As an individual-level example, studies show that bicycle commuters are happier than car and transit commuters. As a cultural-level example, people who live in pedestrian-friendly areas like villages, where cars are used less frequently, tend to have more friends, the research shows.
In both cases–how a person chooses to travel and how a culture develops its land–the scenario that uses fewer resources results in better quality of life. The happiness of people, therefore, does not depend on energy and material use. It depends upon whether materials and energy are used effectively to improve well-being.
Perhaps the designer of truly sustainable products and systems must ask, therefore, not just whether the product or system has the lowest possible energy and materials input. Perhaps the designer must also ask whether use of those valuable ecological resources can be justified in terms of quality of life improvement.
In other words, as I’m defining it, the “environmental effectiveness” (E) of a product or system might be mathematically represented by an equation that looks something like:
E = life enhancement / ecological resource use.

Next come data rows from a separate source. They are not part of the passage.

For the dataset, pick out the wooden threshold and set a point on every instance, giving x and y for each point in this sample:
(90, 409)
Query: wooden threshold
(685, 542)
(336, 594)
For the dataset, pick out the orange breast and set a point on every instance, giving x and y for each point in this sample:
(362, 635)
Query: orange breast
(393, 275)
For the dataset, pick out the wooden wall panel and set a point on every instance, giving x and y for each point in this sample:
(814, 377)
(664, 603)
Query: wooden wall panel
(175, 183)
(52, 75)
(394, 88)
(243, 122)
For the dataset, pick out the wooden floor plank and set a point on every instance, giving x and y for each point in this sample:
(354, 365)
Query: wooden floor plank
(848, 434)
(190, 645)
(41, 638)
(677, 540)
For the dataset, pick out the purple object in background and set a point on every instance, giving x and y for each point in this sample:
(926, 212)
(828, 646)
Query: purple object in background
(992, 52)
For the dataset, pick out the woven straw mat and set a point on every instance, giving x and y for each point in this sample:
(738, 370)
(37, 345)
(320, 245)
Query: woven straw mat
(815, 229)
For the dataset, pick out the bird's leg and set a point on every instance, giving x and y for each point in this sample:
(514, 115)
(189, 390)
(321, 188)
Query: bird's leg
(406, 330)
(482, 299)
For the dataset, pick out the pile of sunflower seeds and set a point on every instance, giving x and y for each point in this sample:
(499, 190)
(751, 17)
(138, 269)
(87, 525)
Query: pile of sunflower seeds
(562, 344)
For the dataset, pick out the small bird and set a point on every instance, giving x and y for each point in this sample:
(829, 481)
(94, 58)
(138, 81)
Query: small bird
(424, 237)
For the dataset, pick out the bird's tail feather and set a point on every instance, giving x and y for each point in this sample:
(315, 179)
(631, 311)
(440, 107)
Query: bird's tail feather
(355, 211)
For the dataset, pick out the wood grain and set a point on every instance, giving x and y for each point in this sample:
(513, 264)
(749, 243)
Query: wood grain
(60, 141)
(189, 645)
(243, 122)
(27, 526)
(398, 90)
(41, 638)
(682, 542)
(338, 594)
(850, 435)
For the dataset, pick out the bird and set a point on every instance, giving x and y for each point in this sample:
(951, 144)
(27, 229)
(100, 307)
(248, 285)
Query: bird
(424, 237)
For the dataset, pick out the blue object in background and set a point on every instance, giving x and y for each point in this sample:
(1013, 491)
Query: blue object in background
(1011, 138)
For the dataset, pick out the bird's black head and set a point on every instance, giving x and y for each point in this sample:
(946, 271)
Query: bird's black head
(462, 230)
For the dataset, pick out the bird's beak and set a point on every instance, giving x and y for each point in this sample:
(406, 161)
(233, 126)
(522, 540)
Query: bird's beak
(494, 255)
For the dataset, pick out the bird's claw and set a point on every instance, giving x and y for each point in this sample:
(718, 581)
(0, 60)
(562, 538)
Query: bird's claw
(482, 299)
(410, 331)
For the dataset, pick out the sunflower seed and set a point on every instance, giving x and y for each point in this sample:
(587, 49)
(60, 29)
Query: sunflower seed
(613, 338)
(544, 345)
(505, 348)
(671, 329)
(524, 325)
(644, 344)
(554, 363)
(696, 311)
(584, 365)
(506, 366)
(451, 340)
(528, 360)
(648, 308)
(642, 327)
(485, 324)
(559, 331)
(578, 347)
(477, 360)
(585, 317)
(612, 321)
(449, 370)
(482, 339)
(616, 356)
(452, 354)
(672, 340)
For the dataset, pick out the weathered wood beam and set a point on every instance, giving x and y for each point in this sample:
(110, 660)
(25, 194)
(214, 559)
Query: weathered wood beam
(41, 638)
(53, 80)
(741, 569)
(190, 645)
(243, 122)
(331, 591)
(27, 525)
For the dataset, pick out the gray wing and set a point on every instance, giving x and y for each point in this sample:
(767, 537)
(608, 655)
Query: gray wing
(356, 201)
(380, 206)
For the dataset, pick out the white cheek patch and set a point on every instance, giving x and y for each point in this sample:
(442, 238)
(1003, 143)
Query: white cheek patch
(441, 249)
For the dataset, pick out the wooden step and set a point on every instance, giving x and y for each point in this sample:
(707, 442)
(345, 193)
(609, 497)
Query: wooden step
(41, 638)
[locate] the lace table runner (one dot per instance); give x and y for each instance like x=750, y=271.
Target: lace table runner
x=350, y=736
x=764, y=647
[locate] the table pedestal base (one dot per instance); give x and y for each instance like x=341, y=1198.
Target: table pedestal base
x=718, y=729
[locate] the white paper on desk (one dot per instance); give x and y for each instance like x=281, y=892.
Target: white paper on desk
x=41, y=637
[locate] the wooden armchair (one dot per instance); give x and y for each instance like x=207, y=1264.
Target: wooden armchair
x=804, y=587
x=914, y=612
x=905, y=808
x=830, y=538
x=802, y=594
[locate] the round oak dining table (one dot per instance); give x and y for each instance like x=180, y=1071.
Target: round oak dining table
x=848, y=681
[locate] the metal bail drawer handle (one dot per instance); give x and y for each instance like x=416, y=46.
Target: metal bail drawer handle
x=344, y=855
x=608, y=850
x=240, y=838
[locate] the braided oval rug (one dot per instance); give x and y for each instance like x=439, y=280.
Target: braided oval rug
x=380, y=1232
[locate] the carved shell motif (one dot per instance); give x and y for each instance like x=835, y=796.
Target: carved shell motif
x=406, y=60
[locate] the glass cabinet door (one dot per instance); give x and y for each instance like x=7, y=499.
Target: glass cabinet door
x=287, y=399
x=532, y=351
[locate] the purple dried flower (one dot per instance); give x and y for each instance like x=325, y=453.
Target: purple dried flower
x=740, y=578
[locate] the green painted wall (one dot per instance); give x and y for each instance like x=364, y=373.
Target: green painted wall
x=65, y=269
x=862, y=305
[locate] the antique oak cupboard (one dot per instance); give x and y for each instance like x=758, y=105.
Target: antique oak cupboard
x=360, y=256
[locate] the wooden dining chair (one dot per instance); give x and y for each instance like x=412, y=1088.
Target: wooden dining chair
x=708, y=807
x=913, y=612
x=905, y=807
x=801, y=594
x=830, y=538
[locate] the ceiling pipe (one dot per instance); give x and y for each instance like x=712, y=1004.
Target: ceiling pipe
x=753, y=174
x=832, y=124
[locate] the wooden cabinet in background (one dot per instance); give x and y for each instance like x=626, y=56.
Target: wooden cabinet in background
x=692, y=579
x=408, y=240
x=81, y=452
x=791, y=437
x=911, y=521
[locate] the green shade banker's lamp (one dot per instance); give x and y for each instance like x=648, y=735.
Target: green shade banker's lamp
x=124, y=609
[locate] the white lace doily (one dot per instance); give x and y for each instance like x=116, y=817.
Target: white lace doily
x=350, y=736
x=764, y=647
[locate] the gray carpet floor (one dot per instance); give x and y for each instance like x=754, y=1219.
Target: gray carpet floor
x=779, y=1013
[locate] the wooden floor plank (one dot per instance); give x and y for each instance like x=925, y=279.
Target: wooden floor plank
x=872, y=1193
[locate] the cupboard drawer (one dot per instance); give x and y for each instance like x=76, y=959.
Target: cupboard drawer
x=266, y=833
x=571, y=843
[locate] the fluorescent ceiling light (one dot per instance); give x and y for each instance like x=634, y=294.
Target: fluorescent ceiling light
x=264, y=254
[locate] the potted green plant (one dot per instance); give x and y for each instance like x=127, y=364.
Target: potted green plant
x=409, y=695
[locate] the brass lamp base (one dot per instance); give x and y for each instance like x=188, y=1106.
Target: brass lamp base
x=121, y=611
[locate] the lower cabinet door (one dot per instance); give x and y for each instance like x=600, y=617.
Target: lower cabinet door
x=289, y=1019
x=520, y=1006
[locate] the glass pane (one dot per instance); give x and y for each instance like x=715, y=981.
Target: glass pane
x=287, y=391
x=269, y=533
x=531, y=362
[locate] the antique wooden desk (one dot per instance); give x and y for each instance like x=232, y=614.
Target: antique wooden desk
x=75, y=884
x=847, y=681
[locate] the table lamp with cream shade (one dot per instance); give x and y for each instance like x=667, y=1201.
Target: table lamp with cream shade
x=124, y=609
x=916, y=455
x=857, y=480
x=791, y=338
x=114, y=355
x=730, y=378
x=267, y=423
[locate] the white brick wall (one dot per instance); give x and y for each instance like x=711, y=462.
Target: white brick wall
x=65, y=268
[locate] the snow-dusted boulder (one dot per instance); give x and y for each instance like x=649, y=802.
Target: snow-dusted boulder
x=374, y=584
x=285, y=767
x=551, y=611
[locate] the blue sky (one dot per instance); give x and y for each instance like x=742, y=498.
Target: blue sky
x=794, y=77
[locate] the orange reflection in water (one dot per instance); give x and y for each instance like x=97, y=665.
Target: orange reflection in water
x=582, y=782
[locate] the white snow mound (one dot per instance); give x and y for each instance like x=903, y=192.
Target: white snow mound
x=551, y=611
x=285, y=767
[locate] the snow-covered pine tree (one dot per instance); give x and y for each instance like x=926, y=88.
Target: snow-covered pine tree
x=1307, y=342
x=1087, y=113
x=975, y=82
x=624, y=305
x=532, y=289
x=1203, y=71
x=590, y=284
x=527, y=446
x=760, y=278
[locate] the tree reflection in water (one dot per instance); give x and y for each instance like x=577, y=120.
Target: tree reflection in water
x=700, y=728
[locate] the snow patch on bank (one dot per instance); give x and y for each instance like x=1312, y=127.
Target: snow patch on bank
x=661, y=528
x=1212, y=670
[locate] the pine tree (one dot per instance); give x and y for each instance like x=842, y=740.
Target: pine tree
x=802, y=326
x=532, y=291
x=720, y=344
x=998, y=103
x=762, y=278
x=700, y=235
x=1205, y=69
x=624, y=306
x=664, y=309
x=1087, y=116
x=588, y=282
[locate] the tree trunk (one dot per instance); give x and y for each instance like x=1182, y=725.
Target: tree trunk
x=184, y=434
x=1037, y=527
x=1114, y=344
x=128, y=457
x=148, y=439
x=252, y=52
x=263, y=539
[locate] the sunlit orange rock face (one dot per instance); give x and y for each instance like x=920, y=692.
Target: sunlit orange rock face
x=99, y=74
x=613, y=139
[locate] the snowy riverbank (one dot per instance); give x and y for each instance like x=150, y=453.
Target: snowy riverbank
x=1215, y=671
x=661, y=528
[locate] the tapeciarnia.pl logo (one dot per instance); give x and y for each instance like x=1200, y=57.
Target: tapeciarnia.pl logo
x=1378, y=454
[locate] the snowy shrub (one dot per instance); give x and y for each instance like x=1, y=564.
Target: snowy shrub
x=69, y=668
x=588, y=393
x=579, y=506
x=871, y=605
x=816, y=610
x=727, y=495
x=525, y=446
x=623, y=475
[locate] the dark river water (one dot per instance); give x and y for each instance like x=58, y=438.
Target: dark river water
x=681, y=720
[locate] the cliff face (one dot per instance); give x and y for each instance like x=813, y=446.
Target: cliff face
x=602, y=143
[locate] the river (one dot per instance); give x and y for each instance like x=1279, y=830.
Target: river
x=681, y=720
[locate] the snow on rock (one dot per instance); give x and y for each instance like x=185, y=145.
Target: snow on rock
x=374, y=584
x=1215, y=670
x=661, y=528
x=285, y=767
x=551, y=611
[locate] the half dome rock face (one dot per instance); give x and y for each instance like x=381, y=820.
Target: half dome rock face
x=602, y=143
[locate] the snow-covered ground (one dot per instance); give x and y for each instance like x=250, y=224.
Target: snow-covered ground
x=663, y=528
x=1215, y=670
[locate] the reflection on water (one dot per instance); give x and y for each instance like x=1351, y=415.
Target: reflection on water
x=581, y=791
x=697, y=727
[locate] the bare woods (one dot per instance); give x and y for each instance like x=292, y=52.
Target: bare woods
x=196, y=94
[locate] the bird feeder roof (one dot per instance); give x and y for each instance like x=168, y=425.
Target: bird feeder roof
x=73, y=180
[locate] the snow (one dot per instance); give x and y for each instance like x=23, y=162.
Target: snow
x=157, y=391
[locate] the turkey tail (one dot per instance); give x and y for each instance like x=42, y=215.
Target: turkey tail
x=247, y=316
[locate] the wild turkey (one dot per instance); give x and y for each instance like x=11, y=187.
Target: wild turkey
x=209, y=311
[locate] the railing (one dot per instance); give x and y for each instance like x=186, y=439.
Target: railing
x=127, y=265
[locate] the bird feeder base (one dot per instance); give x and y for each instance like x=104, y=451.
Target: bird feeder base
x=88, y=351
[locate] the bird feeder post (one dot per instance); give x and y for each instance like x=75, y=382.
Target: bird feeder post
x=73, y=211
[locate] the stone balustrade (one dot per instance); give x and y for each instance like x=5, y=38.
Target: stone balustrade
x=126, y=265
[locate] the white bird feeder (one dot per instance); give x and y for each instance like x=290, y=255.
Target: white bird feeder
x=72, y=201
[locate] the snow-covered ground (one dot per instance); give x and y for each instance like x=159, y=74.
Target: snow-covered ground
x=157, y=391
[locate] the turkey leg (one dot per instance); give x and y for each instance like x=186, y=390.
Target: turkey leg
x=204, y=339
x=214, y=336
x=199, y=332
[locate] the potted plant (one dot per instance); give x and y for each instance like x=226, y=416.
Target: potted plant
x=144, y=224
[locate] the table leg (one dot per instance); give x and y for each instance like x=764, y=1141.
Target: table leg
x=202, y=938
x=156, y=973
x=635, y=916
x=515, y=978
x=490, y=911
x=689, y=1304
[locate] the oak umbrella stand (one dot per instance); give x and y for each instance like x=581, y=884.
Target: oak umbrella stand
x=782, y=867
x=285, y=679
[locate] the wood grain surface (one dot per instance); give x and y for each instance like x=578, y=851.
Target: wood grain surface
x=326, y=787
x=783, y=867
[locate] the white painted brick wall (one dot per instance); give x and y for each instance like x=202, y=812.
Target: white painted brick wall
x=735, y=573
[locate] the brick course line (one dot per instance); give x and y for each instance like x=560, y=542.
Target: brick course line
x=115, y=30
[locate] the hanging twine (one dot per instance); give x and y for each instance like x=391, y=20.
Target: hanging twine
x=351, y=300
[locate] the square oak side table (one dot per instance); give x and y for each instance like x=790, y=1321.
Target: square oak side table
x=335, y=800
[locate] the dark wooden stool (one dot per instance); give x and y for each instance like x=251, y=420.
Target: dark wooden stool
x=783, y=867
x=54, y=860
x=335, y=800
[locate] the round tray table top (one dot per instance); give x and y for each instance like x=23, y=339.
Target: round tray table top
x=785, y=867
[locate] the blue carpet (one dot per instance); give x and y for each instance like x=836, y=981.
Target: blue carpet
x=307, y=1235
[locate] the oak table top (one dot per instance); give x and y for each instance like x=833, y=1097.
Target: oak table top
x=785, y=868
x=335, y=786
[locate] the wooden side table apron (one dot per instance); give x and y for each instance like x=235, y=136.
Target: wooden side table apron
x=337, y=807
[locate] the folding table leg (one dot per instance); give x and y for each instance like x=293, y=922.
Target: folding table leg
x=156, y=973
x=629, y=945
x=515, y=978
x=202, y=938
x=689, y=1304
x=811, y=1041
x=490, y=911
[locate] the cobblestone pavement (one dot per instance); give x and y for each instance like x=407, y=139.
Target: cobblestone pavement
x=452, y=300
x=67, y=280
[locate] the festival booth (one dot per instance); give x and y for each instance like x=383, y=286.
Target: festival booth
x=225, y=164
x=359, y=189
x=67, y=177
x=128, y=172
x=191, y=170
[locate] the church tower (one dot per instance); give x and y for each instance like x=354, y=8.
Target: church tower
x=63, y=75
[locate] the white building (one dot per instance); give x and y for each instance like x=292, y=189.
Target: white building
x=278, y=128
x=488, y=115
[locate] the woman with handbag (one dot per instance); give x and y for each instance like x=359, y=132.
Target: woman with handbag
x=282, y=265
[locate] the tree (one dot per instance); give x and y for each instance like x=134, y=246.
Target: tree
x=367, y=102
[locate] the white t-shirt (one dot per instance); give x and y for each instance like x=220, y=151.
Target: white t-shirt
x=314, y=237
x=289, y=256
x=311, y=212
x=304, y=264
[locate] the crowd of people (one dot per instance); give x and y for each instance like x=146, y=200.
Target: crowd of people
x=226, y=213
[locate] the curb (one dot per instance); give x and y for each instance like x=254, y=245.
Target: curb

The more life enhancement (pleasure, health, contentment, security, community, connectedness) delivered per unit of resource, the higher the environmental effectiveness, the more sustainable the product. In other words, even a conventionally-grown apple has a higher environmental effectiveness than organically-grown tobacco.
And if you think about it, products like sugary sodas, when they contribute to childhood obesity, wouldn’t score so well either. Carrot juice, on the other hand, even in the same throwaway container, even using the same resources to produce, because it delivers important nutrients, would score better.
Why is life enhancement so important in evaluating sustainability? Because we have become so short on environmental resources that we can no longer afford to be wasting them on things that don’t even improve our lives.